Andrew Quilty’s photography career began in Sydney, in the year 2000, on the day his application to a university photo elective was rejected. He quit, and set off around Australia with a surfboard and a Nikon F3 that his uncle—also a photographer—had passed down. His work in Afghanistan has been published worldwide and garnered accolades including, in 2019, a World Press Photo, a Picture of the Year International award of excellence in the category of Photographer of the Year (POYI), and prior to that, a George Polk Award, three POYI awards, a Sony World Photography award and six Walkley Awards, including the Gold Walkley, the highest honor in Australian journalism. In 2016, a selection of his work from Afghanistan was exhibited at the Visa pour L'Image Festival of Photojournalism in Perpignan, France. He has travelled to two thirds of Afghanistan's 34 provinces and continues to document the country through pictures and, increasingly, the written word.
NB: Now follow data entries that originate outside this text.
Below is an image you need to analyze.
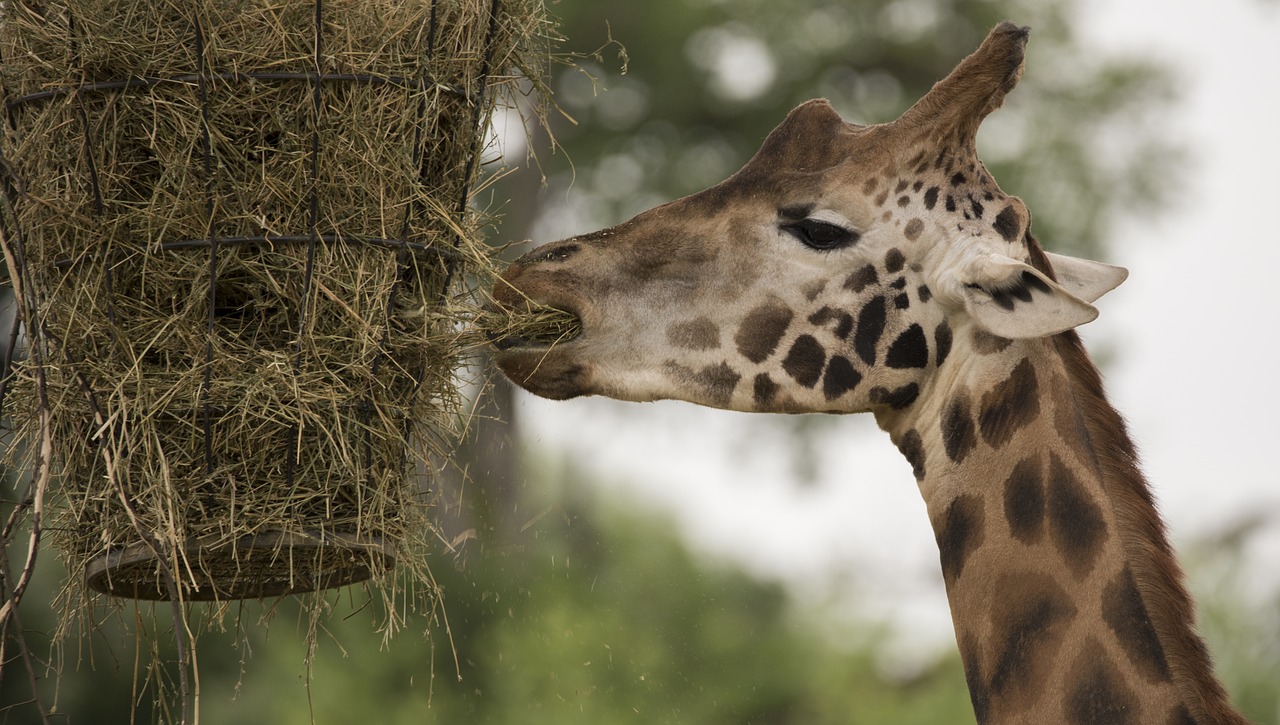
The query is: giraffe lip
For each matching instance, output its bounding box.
[486,306,582,352]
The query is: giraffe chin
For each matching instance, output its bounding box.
[497,346,591,400]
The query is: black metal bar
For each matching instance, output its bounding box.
[440,0,502,300]
[54,234,458,269]
[193,17,219,475]
[284,0,324,487]
[5,70,475,111]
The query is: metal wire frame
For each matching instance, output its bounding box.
[0,0,500,596]
[0,0,500,722]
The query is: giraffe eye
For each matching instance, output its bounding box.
[782,219,859,250]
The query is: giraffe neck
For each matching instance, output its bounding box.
[881,332,1244,724]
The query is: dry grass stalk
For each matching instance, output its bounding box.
[0,0,567,707]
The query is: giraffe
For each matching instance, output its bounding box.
[494,23,1244,725]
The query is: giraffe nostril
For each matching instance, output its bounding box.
[516,242,582,265]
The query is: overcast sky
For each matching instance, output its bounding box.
[506,0,1280,660]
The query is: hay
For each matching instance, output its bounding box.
[0,0,563,625]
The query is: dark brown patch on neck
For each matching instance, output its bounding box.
[1024,233,1247,725]
[978,357,1039,448]
[989,573,1076,716]
[782,334,827,388]
[933,493,984,587]
[1005,455,1044,544]
[1102,566,1169,683]
[667,318,719,350]
[1048,453,1107,579]
[1065,638,1142,725]
[941,391,978,464]
[897,428,924,480]
[970,328,1012,355]
[733,302,794,363]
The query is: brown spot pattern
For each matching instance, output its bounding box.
[751,373,778,406]
[934,493,983,587]
[992,205,1023,242]
[845,264,879,295]
[1005,456,1044,544]
[936,324,951,368]
[902,218,924,242]
[869,383,920,410]
[667,318,719,350]
[782,334,827,388]
[884,248,906,274]
[1102,566,1169,683]
[1064,638,1142,725]
[1047,453,1107,578]
[972,328,1012,355]
[978,357,1039,448]
[822,355,863,401]
[733,302,792,363]
[942,391,978,464]
[957,633,991,725]
[897,428,924,480]
[988,573,1076,712]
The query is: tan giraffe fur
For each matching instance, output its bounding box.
[494,23,1244,725]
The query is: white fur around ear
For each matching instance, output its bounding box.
[1044,252,1129,302]
[964,255,1119,339]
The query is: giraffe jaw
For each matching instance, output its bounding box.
[497,343,591,400]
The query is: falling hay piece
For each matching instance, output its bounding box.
[0,0,545,607]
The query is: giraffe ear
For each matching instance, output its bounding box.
[964,255,1101,339]
[1044,252,1129,302]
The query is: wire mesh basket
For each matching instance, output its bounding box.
[0,0,541,601]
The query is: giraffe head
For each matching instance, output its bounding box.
[494,23,1124,412]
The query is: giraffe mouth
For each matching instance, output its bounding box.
[485,305,582,352]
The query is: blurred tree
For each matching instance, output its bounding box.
[476,0,1181,512]
[508,0,1179,261]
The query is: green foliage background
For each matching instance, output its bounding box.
[0,0,1280,725]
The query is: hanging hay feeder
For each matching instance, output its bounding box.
[0,0,544,601]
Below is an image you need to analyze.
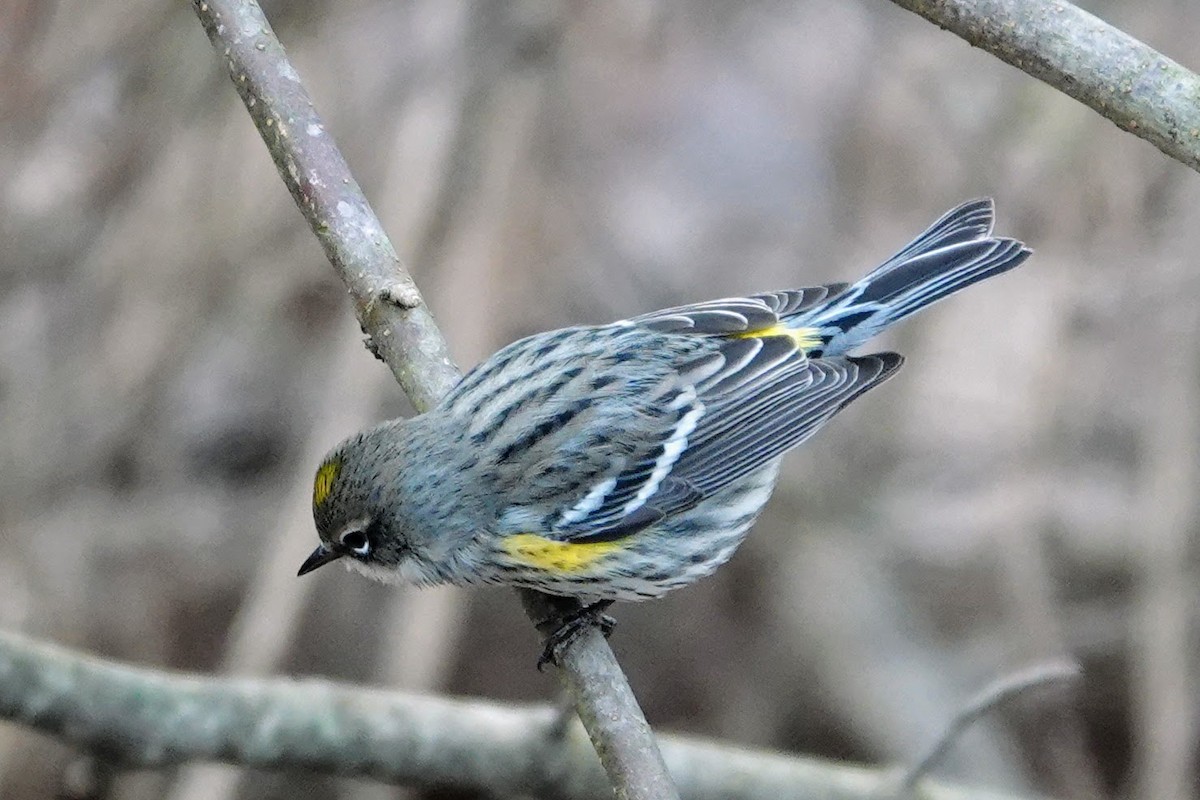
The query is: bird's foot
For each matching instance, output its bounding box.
[538,600,617,670]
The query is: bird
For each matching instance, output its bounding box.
[299,198,1032,661]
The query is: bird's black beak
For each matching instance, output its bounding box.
[296,545,342,576]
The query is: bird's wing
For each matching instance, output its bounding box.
[625,283,847,336]
[504,331,901,542]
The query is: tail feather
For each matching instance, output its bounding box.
[787,199,1032,355]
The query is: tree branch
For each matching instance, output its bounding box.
[193,0,676,800]
[893,0,1200,170]
[0,632,1036,800]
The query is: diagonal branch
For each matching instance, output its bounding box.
[193,0,676,800]
[0,632,1036,800]
[893,0,1200,170]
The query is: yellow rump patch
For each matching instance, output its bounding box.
[503,534,620,572]
[733,324,821,353]
[312,461,342,509]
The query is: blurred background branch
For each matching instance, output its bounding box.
[893,0,1200,172]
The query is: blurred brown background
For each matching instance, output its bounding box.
[0,0,1200,800]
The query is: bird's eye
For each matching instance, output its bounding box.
[340,528,371,555]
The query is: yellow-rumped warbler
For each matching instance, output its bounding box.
[300,199,1031,642]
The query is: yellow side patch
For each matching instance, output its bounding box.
[312,461,342,509]
[733,325,821,353]
[503,534,620,572]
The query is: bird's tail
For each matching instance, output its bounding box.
[786,198,1032,355]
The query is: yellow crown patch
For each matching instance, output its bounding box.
[312,459,342,509]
Connor Christensen is a graduate student at the University of Chicago, pursuing both an MPP at the Harris School of Public Policy and an MA at the Center for Middle Eastern Studies. His work focuses on the reintegration process of veterans of the military and non-state armed groups in contexts spanning the US, Colombia, Afghanistan, Sierra Leone, and beyond. He is a staff writer for the Chicago Policy Review, director of projects and programs at Corioli Institute, and a contributing researcher at Trust After Betrayal. He welcomes collaboration, so feel free to reach out on LinkedIn or at his email, firstname.lastname@example.org.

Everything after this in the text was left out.